The cost of an item of property, plant and equipment shall be recognised as an asset if, and only if:
(a) it is probable that future economic benefits associated with the item will flow to the entity; and
(b) the cost of the item can be measured reliably.
Measurement at recognition: An item of property, plant and equipment that qualifies for recognition as an asset shall be measured at its cost. The cost of an item of property, plant and equipment is the cash price equivalent at the recognition date. If payment is deferred beyond normal credit terms, the difference between the cash price equivalent and the total payment is recognised as interest over the period of credit unless such interest is recognised in the carrying amount of the item in accordance with IAS 23.
The cost of an item of property, plant and equipment comprises:
(a) its purchase price, including import duties and non-refundable purchase taxes, after deducting trade discounts and rebates.

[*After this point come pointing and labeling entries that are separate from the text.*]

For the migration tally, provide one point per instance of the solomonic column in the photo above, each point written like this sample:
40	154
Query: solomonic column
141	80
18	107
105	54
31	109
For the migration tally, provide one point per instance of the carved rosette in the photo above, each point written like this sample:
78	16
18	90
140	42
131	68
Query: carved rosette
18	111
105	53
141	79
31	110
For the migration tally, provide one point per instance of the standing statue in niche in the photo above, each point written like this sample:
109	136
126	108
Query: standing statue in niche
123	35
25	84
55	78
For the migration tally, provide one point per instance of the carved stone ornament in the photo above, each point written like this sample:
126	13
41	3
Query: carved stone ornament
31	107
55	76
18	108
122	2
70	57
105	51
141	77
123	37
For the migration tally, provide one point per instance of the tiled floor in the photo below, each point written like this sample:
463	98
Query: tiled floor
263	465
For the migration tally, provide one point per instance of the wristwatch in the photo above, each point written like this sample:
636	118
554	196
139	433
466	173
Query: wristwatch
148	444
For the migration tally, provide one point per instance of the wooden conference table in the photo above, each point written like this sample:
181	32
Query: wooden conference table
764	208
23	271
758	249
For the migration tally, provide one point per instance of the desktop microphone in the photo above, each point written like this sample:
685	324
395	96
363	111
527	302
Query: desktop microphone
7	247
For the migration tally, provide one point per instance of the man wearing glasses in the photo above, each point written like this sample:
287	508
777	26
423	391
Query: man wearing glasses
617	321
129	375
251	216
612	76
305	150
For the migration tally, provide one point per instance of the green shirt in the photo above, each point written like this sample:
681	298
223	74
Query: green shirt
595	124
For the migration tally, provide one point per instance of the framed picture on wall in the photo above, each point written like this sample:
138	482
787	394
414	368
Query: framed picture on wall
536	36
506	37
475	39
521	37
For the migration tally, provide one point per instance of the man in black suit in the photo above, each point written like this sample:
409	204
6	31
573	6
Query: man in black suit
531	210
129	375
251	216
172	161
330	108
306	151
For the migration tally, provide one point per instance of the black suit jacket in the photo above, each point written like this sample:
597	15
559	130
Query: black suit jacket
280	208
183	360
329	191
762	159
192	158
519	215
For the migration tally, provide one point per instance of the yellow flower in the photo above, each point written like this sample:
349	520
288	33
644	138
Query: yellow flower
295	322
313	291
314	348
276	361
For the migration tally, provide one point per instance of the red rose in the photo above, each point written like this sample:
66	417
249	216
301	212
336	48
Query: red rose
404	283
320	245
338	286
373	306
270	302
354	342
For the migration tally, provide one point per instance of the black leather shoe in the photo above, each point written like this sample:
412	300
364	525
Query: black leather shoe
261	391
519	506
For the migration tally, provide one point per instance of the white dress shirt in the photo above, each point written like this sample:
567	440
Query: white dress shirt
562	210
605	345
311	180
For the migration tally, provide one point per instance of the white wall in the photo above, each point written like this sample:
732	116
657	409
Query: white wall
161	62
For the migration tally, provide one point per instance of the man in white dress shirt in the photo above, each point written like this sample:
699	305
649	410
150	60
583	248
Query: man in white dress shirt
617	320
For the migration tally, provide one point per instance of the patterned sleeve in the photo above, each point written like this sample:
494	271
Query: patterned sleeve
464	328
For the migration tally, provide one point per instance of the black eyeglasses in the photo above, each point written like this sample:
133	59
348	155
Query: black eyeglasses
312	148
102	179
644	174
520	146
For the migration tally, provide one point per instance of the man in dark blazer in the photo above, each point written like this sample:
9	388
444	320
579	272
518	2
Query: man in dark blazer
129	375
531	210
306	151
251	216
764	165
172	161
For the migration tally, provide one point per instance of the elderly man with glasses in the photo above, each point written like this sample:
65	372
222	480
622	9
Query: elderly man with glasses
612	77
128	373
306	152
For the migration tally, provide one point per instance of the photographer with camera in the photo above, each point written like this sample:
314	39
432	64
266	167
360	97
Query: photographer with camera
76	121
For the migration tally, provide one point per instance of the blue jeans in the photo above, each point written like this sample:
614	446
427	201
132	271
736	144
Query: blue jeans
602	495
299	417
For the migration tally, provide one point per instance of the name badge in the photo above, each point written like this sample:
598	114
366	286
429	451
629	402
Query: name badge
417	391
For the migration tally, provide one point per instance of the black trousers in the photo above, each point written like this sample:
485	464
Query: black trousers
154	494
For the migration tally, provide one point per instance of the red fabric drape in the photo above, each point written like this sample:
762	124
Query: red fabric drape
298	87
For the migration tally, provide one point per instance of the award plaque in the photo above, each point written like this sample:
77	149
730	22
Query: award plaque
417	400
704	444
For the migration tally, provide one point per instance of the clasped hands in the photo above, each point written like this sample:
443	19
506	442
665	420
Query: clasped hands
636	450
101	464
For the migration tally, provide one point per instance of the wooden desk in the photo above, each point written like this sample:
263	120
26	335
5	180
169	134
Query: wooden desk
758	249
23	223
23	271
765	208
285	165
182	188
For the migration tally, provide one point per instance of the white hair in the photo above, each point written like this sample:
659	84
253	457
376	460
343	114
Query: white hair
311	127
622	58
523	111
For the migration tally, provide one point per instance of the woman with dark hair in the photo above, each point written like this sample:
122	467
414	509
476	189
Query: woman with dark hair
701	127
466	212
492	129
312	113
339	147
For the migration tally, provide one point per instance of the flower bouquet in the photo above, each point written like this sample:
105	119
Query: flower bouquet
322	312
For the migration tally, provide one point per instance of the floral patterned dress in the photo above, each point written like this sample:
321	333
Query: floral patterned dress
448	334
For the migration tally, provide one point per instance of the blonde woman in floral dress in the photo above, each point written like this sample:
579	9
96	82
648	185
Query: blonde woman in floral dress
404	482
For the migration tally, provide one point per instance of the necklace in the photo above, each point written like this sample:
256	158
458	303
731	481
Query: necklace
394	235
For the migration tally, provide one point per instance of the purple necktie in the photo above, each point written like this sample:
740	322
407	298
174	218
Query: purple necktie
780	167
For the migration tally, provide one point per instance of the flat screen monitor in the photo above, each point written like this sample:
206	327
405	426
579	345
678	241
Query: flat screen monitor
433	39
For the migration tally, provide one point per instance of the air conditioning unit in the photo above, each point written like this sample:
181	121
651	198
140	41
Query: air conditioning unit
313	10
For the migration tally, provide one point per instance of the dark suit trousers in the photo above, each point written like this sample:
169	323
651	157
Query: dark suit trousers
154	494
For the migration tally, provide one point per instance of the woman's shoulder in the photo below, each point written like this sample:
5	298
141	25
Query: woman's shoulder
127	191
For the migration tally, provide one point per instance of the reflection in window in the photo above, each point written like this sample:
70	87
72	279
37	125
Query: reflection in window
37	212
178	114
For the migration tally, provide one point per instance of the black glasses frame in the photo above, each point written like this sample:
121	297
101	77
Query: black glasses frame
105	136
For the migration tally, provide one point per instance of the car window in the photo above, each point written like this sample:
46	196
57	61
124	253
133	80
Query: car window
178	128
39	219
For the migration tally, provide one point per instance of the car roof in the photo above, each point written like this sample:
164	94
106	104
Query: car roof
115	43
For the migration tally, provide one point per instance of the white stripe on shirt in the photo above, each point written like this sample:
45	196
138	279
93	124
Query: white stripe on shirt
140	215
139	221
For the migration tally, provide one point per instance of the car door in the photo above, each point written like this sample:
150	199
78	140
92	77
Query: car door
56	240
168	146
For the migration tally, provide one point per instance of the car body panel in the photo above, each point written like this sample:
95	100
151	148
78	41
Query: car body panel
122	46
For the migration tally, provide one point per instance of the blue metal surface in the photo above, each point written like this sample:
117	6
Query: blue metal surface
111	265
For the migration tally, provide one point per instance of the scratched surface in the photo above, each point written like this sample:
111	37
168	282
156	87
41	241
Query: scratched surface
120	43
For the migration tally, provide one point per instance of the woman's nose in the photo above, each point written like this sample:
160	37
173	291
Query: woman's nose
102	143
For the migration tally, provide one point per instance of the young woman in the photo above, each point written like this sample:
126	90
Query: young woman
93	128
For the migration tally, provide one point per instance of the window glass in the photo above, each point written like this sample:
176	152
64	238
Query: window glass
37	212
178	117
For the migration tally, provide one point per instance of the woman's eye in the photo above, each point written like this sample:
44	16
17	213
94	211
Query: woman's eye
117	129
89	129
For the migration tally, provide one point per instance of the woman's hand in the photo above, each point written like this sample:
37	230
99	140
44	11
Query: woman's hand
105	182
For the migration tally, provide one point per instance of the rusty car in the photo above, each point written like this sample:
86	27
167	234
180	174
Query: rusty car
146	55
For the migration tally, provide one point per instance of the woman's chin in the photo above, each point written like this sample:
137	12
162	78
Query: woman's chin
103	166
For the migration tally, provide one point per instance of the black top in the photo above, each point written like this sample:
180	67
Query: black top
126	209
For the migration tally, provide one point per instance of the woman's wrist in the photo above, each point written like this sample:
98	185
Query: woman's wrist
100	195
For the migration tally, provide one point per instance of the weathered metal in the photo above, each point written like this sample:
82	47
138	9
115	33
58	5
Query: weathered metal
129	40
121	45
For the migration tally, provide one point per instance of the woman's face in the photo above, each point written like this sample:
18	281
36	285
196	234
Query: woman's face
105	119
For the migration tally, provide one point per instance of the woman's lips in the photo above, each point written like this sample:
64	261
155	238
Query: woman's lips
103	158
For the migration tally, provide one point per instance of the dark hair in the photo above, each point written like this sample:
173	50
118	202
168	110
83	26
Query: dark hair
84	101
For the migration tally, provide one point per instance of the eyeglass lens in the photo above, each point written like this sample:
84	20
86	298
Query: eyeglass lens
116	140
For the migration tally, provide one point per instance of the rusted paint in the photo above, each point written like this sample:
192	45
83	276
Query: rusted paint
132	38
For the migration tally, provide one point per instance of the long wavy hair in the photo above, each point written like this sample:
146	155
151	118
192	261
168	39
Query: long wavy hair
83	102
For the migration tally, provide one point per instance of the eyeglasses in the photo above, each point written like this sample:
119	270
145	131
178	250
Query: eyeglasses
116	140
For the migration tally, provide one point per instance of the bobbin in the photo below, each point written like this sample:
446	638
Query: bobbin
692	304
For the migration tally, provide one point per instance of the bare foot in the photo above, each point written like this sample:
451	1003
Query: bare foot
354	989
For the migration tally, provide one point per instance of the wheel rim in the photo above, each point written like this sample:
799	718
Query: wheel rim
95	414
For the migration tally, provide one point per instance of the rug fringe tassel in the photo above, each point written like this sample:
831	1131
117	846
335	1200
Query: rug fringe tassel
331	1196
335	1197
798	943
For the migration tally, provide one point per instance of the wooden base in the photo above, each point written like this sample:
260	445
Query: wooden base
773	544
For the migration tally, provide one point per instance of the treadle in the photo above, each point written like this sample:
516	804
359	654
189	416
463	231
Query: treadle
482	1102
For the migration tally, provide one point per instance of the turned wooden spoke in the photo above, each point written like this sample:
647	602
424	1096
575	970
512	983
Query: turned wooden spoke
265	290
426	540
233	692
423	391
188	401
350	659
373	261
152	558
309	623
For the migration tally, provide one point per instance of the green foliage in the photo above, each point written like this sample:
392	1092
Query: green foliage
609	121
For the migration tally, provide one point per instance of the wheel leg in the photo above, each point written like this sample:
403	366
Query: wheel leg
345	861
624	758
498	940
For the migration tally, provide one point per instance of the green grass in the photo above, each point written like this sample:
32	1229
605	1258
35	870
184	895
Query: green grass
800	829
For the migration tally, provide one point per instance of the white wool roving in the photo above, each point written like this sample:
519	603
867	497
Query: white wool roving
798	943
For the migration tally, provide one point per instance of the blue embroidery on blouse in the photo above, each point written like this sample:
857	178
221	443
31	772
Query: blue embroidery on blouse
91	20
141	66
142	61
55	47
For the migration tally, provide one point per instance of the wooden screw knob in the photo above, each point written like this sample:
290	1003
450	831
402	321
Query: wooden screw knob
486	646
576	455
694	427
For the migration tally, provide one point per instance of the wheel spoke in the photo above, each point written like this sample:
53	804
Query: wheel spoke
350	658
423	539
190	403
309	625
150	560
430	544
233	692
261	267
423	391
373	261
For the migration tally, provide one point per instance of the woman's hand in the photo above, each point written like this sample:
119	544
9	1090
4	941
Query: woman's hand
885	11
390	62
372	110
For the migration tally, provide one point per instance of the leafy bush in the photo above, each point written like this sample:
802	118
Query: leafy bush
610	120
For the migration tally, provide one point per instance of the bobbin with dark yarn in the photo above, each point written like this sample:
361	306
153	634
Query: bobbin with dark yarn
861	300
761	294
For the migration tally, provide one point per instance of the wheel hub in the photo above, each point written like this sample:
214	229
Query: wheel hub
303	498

(b) any costs directly attributable to bringing the asset to the location and condition necessary for it to be capable of operating in the manner intended by management.
(c) the initial estimate of the costs of dismantling and removing the item and restoring the site on which it is located, the obligation for which an entity incurs either when the item is acquired or as a consequence of having used the item during a particular period for purposes other than to produce inventories during that period.
Measurement after recognition: An entity shall choose either the cost model or the revaluation model as its accounting policy and shall apply that policy to an entire class of property, plant and equipment.
Cost model: After recognition as an asset, an item of property, plant and equipment shall be carried at its cost less any accumulated depreciation and any accumulated impairment losses.
Revaluation model: After recognition as an asset, an item of property, plant and equipment whose fair value can be measured reliably shall be carried at a revalued amount, being its fair value at the date of the revaluation less any subsequent accumulated depreciation and subsequent accumulated impairment losses. Revaluations shall be made with sufficient regularity to ensure that the carrying amount does not differ materially from that which would be determined using fair value at the end of the reporting period.
If an asset’s carrying amount is increased as a result of a revaluation, the increase shall be recognised in other comprehensive income and accumulated in equity under the heading of revaluation surplus. However, the increase shall be recognised in profit or loss to the extent that it reverses a revaluation decrease of the same asset previously recognised in profit or loss. If an asset’s carrying amount is decreased as a result of a revaluation, the decrease shall be recognised in profit or loss. However, the decrease shall be recognised in other comprehensive income to the extent of any credit balance existing in the revaluation surplus in respect of that asset.
Depreciation is the systematic allocation of the depreciable amount of an asset over its useful life. Depreciable amount is the cost of an asset, or other amount substituted for cost, less its residual value. Each part of an item of property, plant and equipment with a cost that is significant in relation to the total cost of the item shall be depreciated separately. The depreciation charge for each period shall be recognised in profit or loss unless it is included in the carrying amount of another asset. The depreciation method used shall reflect the pattern in which the asset’s future economic benefits are expected to be consumed by the entity.
The residual value of an asset is the estimated amount that an entity would currently obtain from disposal of the asset, after deducting the estimated costs of disposal, if the asset were already of the age and in the condition expected at the end of its useful life.
To determine whether an item of property, plant and equipment is impaired, an entity applies IAS 36
Impairment of Assets.
The carrying amount of an item of property, plant and equipment shall be derecognised:
(a) on disposal; or
(b) when no future economic benefits are expected from its use or disposal.